Every Chaplin application starts with a class that inherits from Application. This is merely a bootstrapper which instantiates and configures the four core modules: Dispatcher, Layout, mediator, and Router (in that order).

After creating the Router, the routes are registered. Usually they are read from a configuration file called routes.{coffee,js}. A route maps a URL pattern to a controller action. For example, the path / can be mapped to the index action of the HomeController.

After the Application invokes startRouting; the Router starts to observe the current URL. If a route matches, it notifies the other modules.

This is where the Dispatcher takes over. It loads the target controller and its dependencies (e.g. HomeController). Then, the controller is instantiated and the controller action is called (e.g. index). An action is a method of the controller. The Dispatcher also keeps track of the currently active controller, and disposes the previously active controller.
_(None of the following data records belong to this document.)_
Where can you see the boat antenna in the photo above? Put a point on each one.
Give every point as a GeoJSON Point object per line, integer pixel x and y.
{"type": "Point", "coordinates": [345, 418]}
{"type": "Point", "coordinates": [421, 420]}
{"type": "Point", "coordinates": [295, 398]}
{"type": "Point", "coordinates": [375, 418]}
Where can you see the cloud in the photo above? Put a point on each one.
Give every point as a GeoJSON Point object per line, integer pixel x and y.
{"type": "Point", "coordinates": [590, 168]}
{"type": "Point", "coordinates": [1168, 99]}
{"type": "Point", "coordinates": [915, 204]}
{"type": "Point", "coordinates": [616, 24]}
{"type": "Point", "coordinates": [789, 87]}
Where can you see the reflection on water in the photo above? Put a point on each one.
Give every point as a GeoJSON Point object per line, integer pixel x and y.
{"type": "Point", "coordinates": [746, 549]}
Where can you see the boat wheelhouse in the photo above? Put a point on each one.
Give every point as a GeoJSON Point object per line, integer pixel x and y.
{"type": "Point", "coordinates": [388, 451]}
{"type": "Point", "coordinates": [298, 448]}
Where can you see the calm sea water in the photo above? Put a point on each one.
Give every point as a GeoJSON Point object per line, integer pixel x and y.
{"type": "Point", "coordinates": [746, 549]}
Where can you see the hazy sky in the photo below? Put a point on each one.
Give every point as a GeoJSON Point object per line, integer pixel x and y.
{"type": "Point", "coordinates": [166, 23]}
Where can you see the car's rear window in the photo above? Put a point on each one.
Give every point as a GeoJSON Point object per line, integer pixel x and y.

Typically, a controller creates a Model or Collection and a corresponding View. The model or collection may fetch some data from the server which is then rendered by the view. By convention, the models, collection and views are saved as properties on the controller instance.

Memory Management

A core concern of the Chaplin architecture is proper memory management. While there isn’t a broad discussion about garbage collection in JavaScript applications, it is an important topic, especially in single-page applications, where the lifetime and multitude of objects increases compared to earlier architectures. In event-driven systems, registering events creates references between objects. If these references aren’t removed when a module is no longer in use, the garbage collector can’t free the memory.

Since Backbone provides little out of the box to manage memory, Chaplin extends Backbone’s Model, Collection and View classes to implement a powerful disposal process which ensures that each controller, model, collection and view cleans up after itself.